Dr. Franklin tentatively cleared her throat before continu­ing. “Unfortunately, your case is a little more complicated.”

“Complicated? What does that mean? Either she’s ours or she’s not.” She turned and looked at him as if expecting him to echo her demand for clarity. “Although I think it’s obvi­ous she can’t be.” The latter she muttered as an aside meant to be heard—just in case the good doctor didn’t know where she stood on the matter.

Myles’s jaw locked. According to his wife—who’d gone from being the top-producing female real estate agent in Southern California to self-ascribed geneticist—Haylee couldn’t be the product of two white, blue-eyed parents. If she has a drop of Nor­dic ancestry in her, I’m the Queen of England, Holly had said in reference to her parents’ Swedish heritage and Haylee’s slightly darker complexion, dark brown curly hair, and brown eyes.

Never mind that he was a quarter Sicilian on his mother’s side, and his hair was dark and wavy. In her summation of their daughter’s parentage, it was clear Holly hadn’t factored his genes into the equation.

“Would you mind elaborating?” he said, his brow furrowed in concentration.

Dr. Franklin inhaled and treated them to another unblinking stare. “It means that you’re right. There was a problem, but not what I assumed. The error occurred during the egg selection portion of the fertilization stage, not the implantation stage.”

For the first time since they walked into the office, Holly ap­peared genuinely confused. “Are you saying that—” She broke off, as if unable or unwilling to give voice to whatever conclu­sion she’d drawn in her mind. Unusual for her.

The doctor met Holly’s puzzled stare. “I’m sorry to have to tell you this, but you aren’t your daughter’s biological mother.” Her gaze then shifted to him. “However, you are her biologi­cal father.”

Holly’s gasp cracked the air like a thunderclap. The deafen­ing silence that followed was just as loud.

Myles was too stunned to speak, his heart pounding so loud in his ears that, for a few moments, it drowned out all possible thought or comprehension.

“No, no. That can’t be right.” Holly turned to him, her eyes wide with shock and disbelief.

If he could speak, he didn’t know what he would say, given the state of his mind. Completely blown.

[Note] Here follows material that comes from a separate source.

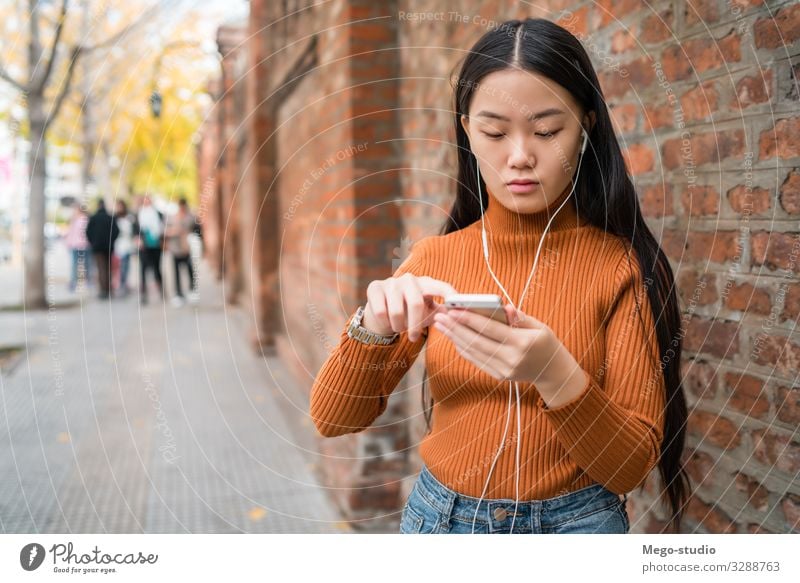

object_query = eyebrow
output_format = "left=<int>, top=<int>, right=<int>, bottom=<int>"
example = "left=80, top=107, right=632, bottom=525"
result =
left=476, top=107, right=567, bottom=121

The doctor’s composure—which had remained relatively calm thus far—began to show cracks. Based partly on the dates on her diploma, he guessed Dr. Franklin was in her early for­ties, but the depth of the lines now bracketing her mouth and fanning out from her eyes spoke of the toll this must be taking on her and made her look years older.

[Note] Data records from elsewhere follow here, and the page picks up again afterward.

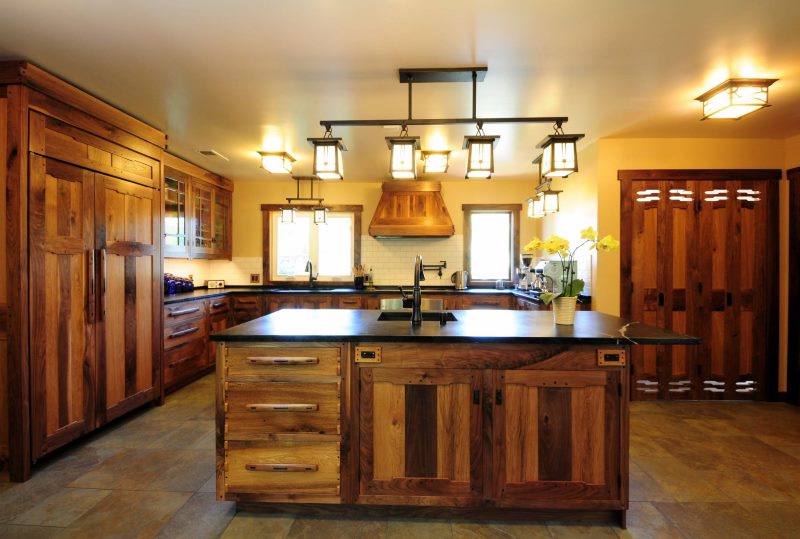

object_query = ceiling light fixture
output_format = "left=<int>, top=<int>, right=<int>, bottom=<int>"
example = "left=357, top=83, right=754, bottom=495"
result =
left=463, top=124, right=500, bottom=180
left=306, top=128, right=347, bottom=180
left=536, top=122, right=584, bottom=178
left=422, top=150, right=450, bottom=174
left=386, top=126, right=420, bottom=180
left=316, top=66, right=572, bottom=179
left=258, top=150, right=295, bottom=174
left=695, top=79, right=778, bottom=120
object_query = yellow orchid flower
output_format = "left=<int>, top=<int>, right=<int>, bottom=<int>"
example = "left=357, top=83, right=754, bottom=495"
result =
left=522, top=236, right=544, bottom=253
left=595, top=234, right=619, bottom=251
left=581, top=227, right=597, bottom=241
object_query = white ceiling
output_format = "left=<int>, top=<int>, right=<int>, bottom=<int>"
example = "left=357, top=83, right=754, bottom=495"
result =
left=0, top=0, right=800, bottom=180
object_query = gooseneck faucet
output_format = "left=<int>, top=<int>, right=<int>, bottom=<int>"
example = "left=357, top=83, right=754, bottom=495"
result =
left=411, top=255, right=425, bottom=326
left=306, top=260, right=319, bottom=288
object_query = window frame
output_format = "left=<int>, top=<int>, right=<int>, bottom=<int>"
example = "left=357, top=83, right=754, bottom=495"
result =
left=461, top=204, right=522, bottom=288
left=261, top=204, right=364, bottom=287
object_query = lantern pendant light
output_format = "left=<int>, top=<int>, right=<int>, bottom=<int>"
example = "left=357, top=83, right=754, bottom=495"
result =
left=386, top=126, right=420, bottom=180
left=422, top=150, right=450, bottom=174
left=307, top=126, right=347, bottom=180
left=695, top=79, right=778, bottom=120
left=536, top=124, right=584, bottom=178
left=463, top=124, right=500, bottom=180
left=258, top=151, right=295, bottom=174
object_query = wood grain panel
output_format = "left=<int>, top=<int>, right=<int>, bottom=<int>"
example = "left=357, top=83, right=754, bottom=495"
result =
left=538, top=387, right=572, bottom=481
left=571, top=385, right=606, bottom=485
left=403, top=384, right=438, bottom=477
left=371, top=382, right=406, bottom=480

Swallowing visibly, she continued. “We had the test run by two different labs. The results are the same.”

Accompanying his wife’s cry of dismay came the realization that his claim to his daughter was as solid as any father’s could be. Haylee was his. Relief began to seep into every part of his being. Seconds later, it washed over him in a flood. He could breathe again.

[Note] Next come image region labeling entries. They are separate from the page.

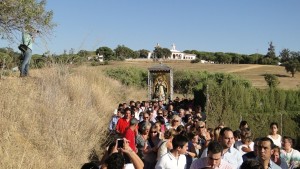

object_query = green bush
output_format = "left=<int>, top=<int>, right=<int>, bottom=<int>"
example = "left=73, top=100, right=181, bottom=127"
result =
left=105, top=67, right=148, bottom=88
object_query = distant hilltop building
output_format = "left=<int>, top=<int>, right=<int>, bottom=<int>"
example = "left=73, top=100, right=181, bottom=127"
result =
left=148, top=43, right=196, bottom=60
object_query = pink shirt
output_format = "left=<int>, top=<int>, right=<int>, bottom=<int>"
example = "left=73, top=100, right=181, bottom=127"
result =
left=190, top=157, right=235, bottom=169
left=125, top=128, right=136, bottom=152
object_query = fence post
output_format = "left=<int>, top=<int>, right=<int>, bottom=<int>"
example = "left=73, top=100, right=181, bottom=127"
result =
left=280, top=112, right=283, bottom=136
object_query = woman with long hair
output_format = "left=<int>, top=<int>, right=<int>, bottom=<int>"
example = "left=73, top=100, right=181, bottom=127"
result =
left=267, top=122, right=282, bottom=148
left=143, top=125, right=161, bottom=169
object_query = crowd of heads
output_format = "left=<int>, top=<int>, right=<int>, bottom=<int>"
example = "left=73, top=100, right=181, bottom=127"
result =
left=82, top=98, right=300, bottom=169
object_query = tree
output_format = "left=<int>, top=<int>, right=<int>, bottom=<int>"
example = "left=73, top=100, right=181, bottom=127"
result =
left=279, top=48, right=291, bottom=63
left=114, top=45, right=135, bottom=60
left=139, top=49, right=149, bottom=58
left=265, top=41, right=276, bottom=59
left=96, top=46, right=115, bottom=60
left=0, top=0, right=56, bottom=41
left=154, top=46, right=172, bottom=59
left=264, top=74, right=280, bottom=88
left=284, top=59, right=300, bottom=77
left=77, top=50, right=89, bottom=57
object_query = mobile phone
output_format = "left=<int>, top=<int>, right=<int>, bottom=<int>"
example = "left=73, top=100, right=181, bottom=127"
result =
left=117, top=138, right=124, bottom=148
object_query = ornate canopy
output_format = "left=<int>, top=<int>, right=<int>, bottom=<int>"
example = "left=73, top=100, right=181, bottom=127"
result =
left=148, top=63, right=173, bottom=102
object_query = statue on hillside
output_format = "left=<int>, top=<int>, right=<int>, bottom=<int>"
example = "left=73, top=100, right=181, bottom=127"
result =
left=154, top=76, right=167, bottom=101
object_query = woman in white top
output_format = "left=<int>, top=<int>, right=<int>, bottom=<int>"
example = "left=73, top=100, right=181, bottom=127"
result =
left=268, top=122, right=281, bottom=148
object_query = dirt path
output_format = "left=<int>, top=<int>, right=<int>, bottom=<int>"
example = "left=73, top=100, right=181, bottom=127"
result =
left=227, top=65, right=264, bottom=73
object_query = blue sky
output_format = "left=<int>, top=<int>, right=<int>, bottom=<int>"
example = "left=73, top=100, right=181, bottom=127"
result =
left=0, top=0, right=300, bottom=54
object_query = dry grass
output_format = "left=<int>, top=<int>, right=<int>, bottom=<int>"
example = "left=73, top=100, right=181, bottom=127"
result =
left=0, top=66, right=146, bottom=169
left=0, top=61, right=300, bottom=169
left=107, top=60, right=300, bottom=89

Dr. Franklin regarded them, self-reproach stamped all over her face. “I’m sorry. I’m so very sorry. I don’t know how this happened. It’s never happened to us before. But I promise to get to the bottom of it and do whatever it takes to make this right.”

Coming into the meeting, Myles had prepared himself for only two possibilities. Either Haylee was biologically theirs, or she wasn’t. And in the latter’s case, he’d been fully prepared to fight to keep her even if his marriage would be one of the ca­sualties of any battle he’d have to wage.

The one thing he never imagined was discovering he had a baby…with a woman he’d never laid eyes on.